Too exhausted to be happy, so tired that he seemed not to notice his students' cheers, Jim Parry gained victory over crushing fatigue by running and walking 100 miles in slightly less than 24 hours last week.
Flanked by a support team and followed closely by a deputy's car, Parry, a sixth-grade teacher at Stewartville Middle School, completed his endurance challenge by jogging the last few hundred yards along Sixth Avenue Southwest last Friday, April 30 at 8:30 a.m. Students along both sides of the street hailed his finish, chanting, "Run Jim Run!.."Run Jim Run!"
A year ago, Parry completed his first endurance challenge, covering 96 miles in 24 hours. His eyes filled with tears when he saw hundreds of students waiting to greet him at the finish. This year, he was too weary to respond.
"I was shot," he said. "Oh my gosh. I was so tired."
Parry started his run/walk from the Stewartville Middle School gym on Thursday morning, April 29 at 8:30 a.m. He knew he was in for a grueling ordeal when he started getting tired only 1 1/2 hours later.
"By 10 o'clock in the morning, I was already tired, which I did not expect at all," he said. "Last year, I wasn't tired at all by the end of the school day."
Parry ran and walked most of his challenge around a four-mile loop. As he proceeded southbound along Berg Boulevard, he faced a powerful wind from the south.
"It blew me all over the road," he said. "With that wind, I was working harder than I needed to be. Then when I turned the other direction and was going with the wind, it was really hot, and I could feel my body temperature rising."
For many miles, he battled stomach problems.
"I got sick for the first time at mile 51, and it never completely went away," he said. "I had stomach issues, and I was dizzy for awhile. The last 15 hours were really difficult. I never felt like I got relaxed. I never really got into a groove."
Sometimes, during his long training runs, Parry becomes fatigued early and isn't able to get relaxed and comfortable. If that happens, he retires early and looks forward to a fresh start the next day.
"In this case, I couldn't do that," he said. "I just had to keep fighting through it. The last 12 hours, I was in so much pain, I tried to shut everything out and just kept plowing forward."
Many adults and dozens of students joined Parry along the route. Some jogged and walked with him. Others rode bicycles. Mike Russell, a distance running coach at Stewartville during the late 1980s, kept Parry company for about 40 miles.
"The only thing that got me through was that fact that everybody showed up," Parry said. "I can't remember all the people who were there...They pulled me through. Mike Russell took over right away. He did all the thinking for me."

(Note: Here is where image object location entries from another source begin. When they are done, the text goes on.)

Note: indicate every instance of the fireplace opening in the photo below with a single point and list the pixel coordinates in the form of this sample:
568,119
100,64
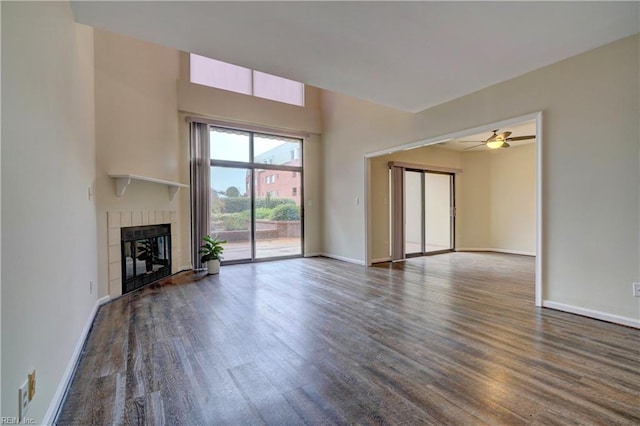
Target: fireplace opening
146,255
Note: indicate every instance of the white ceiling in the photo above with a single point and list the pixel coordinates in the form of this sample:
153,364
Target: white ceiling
521,129
407,55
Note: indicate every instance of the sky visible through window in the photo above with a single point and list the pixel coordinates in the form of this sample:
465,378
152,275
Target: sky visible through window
235,147
222,75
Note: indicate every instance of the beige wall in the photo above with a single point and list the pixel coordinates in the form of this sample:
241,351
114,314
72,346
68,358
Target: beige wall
351,129
142,97
495,197
590,168
48,220
497,203
137,133
513,199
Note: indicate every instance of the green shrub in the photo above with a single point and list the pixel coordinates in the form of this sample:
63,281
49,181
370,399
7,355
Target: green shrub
236,221
236,204
263,213
270,203
287,211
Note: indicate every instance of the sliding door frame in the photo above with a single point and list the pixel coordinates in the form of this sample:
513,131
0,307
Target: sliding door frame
452,211
253,166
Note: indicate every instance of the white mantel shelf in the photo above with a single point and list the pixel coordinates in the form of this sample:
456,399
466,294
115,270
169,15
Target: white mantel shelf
122,181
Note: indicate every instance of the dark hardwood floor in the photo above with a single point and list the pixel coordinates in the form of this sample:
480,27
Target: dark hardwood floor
447,339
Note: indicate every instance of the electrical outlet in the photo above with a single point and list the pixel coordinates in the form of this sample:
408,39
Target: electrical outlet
23,400
32,384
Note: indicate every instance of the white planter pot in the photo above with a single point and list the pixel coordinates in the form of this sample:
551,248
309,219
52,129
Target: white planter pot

Ally Reiland and Alice Chase, both sixth-graders, stayed with Parry for 12 miles.
"They were amazing," Parry said. "They were there until 1:30 in the morning. They said, 'We're here to test our limits.' They deserve a big thank you."
Dawn Miller, the head girls track coach at Stewartville High School, provided some special support on Friday at about 4:45 a.m.

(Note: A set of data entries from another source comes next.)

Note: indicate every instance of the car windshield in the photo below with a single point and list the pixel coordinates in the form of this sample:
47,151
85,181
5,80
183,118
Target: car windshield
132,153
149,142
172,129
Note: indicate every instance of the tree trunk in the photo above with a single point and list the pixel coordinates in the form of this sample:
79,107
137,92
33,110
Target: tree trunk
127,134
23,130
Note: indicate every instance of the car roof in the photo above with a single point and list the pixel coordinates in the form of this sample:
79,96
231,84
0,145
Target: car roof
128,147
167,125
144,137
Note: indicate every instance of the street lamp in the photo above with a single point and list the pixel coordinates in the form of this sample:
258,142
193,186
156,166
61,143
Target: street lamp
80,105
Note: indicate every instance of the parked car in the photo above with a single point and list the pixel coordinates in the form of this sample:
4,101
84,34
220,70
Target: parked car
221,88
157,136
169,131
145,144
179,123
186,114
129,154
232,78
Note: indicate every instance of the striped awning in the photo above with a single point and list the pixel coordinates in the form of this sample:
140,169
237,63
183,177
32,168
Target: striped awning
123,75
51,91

"At that point, I wasn't able to hold anything down," Parry said. "Dawn got the idea that toast with a lot of butter on it would be good for me. She ran to Tarsilla's, then ran back with the toast. I got that down, and after that I felt better."
Parry and his supporters persevered through rain, thunder and lightning Thursday night into Friday morning.
"If it would have gotten too dangerous, we had a plan to go inside the high school to run laps in the hallways," Parry said.
Reporters from WCCO in the Twin Cities and newspapers and television stations in Rochester covered the event. Parry was humbled by the coverage.
"I think it was neat for the kids to see that there are other people in the world who think it's important to go out and get some exercise," Parry said. "It was nice to see that there was an interest in me."
As he finished his challenge on Friday morning, Parry wasn't thinking about completing any more 24-hour ultra-marathons. By two days later, he was already pondering another challenge next year.
"Today I'm feeling pretty good," he said. "I still have some bad blisters on my feet, but my legs feel great."
"Mr. Parry's Endurance Challenge" is designed to motivate and inspire others to exercise, Parry said.
"For me it has always been running, but that doesn't mean it has to be running for everyone else," he said. "Another lesson of the challenge is the importance of relying on others. I relied on others to push and pull me through this...Without their support, I couldn't have done it."